“I have no argument or differences with Christians, Jews, or any people from any other religion, but for me Islam was perfect. It spoke to me. It helped me be a better person,” Michael B. Wolfe said in an interview with IQNA.
Wolfe is an American poet, author, and the President and Co-Executive Producer of Unity Productions Foundation. A secular American born in Cincinnati, Ohio to a Christian mother and a Jewish father, Wolfe converted to Islam at 40 and has been a frequent lecturer on Islamic issues at universities across the United States including Harvard, Georgetown, Stanford, SUNY Buffalo, and Princeton. He holds a degree in Classics from Wesleyan University.
Following is the full text of the interview:
IQNA: You have converted to Islam and written books on the subject. What was your reason for becoming a Muslim, given that you are from a secular family?
Wolfe: I became a Muslim in my early 40s. When I read about the small community of people in Mecca, who became Muslims to find a better way of life, I felt some kinship with them across the centuries. I have no argument or differences with Christians, Jews, or any people from any other religion, but for me Islam was perfect. It spoke to me. It helped me be a better person, (inshallah.)
IQNA: You have written an important book on Hajj from an American perspective. What attracted you most about the Hajj?
Wolfe: Performing the Hajj with three million people from all over the world, in one place at one time, praying together, eating together, performing the rites together, all of this had a powerful integrative force for me. It brought all the elements of being a Muslim together for me, personally and communally. I was like an unbaked cake, and Mecca was like the oven that blended all the ingredients together. Al-Hamdulilah.
IQNA: What do you think leads some Muslims toward extremist groups such as Daesh (ISIL or ISIS), and how can this be prevented?
Wolfe: Most people join extremist groups because of some personal disappointment, because they feel powerless and disenfranchised. This makes them vulnerable to mixed up thinking and to feelings of revenge. It is easy, when you feel like that, to be led astray by extremist recruiters.
IQNA: What is society’s view of Muslims in America, and what challenges do Muslims face?
Wolfe: Muslims in America have it pretty easy. The government and the critics of Islam certainly do give us trouble now and then, but by and large we can live our lives as we like and a lot of different religions have flourished here for hundreds of years. People are used to the idea. Most of the Americans I know, while they may not understand Islam very well, are good neighbors. I didn’t become a Muslim to convince other people that Islam is better than other religions. I became a Muslim to help my soul.
IQNA: How do you see the future of Islam and Muslims in the US?
Wolfe: I think Islam is already being successful here. There are thousands of mosques, 10% of American doctors (50,000 people) are Muslims. There are a lot of opportunities to improve your life here, if you want to make the effort. Some people want everything to be perfect, before they start. That’s a prescription for failure.
IQNA: Would you tell us about your new book?

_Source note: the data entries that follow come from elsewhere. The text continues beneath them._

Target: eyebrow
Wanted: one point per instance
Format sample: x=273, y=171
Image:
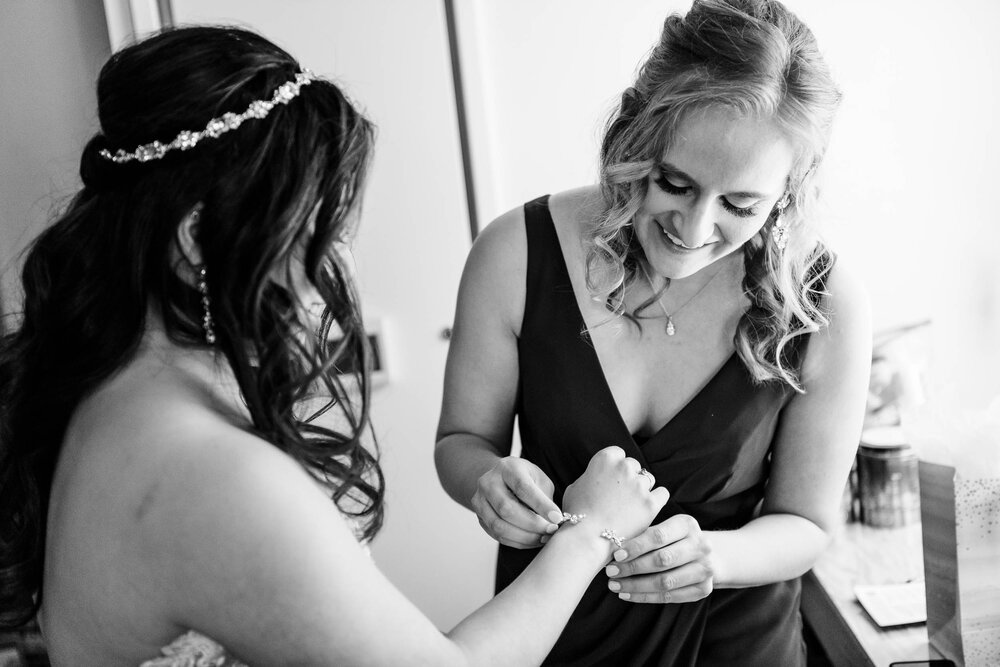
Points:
x=674, y=171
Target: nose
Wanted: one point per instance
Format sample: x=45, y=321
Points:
x=695, y=226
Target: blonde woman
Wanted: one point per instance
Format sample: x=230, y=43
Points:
x=686, y=310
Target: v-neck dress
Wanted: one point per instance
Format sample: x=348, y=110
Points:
x=713, y=457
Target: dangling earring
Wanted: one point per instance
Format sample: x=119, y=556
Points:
x=778, y=230
x=206, y=321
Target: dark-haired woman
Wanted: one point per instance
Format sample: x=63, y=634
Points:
x=686, y=311
x=165, y=496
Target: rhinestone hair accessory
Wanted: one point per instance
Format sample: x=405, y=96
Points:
x=216, y=127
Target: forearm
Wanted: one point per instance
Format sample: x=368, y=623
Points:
x=461, y=459
x=771, y=548
x=537, y=605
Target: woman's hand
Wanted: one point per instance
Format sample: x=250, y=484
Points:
x=513, y=501
x=614, y=494
x=669, y=562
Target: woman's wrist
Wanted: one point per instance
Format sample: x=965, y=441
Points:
x=584, y=539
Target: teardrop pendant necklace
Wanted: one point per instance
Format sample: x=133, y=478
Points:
x=670, y=328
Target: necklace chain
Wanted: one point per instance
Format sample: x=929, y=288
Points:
x=670, y=328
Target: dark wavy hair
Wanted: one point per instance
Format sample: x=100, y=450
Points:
x=757, y=58
x=267, y=190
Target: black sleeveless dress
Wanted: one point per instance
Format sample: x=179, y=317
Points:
x=713, y=456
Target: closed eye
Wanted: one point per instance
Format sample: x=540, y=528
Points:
x=738, y=211
x=664, y=184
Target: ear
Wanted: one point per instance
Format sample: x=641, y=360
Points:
x=187, y=236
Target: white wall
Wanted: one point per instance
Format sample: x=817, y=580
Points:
x=911, y=173
x=50, y=54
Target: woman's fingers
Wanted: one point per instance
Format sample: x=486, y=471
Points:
x=686, y=583
x=532, y=496
x=502, y=530
x=656, y=537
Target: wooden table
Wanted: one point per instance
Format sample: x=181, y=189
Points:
x=863, y=555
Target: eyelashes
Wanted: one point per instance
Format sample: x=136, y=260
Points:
x=664, y=184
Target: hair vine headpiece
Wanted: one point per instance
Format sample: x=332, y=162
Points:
x=216, y=127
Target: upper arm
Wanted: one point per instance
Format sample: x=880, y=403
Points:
x=819, y=431
x=481, y=375
x=251, y=553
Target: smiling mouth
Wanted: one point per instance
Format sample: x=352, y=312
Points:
x=680, y=244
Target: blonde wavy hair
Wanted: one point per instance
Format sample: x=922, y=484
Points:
x=758, y=59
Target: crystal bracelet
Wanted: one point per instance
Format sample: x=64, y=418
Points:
x=609, y=534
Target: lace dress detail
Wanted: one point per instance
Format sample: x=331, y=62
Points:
x=193, y=650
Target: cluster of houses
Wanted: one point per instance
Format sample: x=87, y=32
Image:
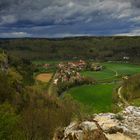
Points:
x=77, y=65
x=69, y=72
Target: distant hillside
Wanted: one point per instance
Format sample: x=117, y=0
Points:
x=98, y=48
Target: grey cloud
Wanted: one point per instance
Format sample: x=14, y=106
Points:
x=77, y=13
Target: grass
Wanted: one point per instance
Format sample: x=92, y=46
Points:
x=123, y=68
x=98, y=98
x=136, y=102
x=99, y=75
x=44, y=77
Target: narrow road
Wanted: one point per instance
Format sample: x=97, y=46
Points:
x=51, y=89
x=121, y=97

Wolfe: I’m writing a nonfiction book about immigration. It’s called My Mother’s People. The book is partly about my family’s history. My eighth great-grandfather came to America four hundred years ago, in 1635, from England. This was 150 years before the start of the United States. He came here fleeing a depression and religious persecution. A few years later, England had a terrible civil war. He couldn’t have returned home if he had wanted to.
With a few thousand other people from England, he helped settle the colony of Massachusetts. Today, Americans tend to romanticize these early settlers, but my grandfather wasn’t a romantic figure. He was, by the time he got here, a fifty-year-old carpenter of the lower-middle class with a wife and six children. Because there was an economic depression in England, he had trouble getting paid for his work there. In addition, the King of England was punishing and imprisoning people whose religion was slightly different from the religion approved by the royal state. My grandfather came to America for a better life. He helped build some of the first houses in “New England” on what is now the American east coast.
At first, he and his family were welcomed and given land, and they prospered. But the colony they helped settle had a rigid government. After seven years, my grandfather and his family were ostracized from the town they had helped build, kicked out more or less, for not having exactly the same views as the small group of people who governed the place. They managed to go on anyway, and one of their sons had children, and my mother’s family survived and continued.
This happened to a lot of early Americans. I want to tell this story against the backdrop of immigration to America today, in a world where tens of millions of people, mostly families, are fleeing persecution, civil war, gang wars, drug cartels, and the chaos of failed states. America is a unique country in two respects: first, its population is mostly made up of people from other places all around the world. Secondly, the laws of the country are supposed to favor both immigrants and the people who already live here, and especially the middle class. Almost everyone here was an immigrant once, but people forget quickly. I want to write a book to remind them that immigrants are a lot like the people who already live here.
Wish me good health and the time to write this book, Inshallah! I write very slowly, I’m not a young man anymore, and I have to do a lot of research to get the story right.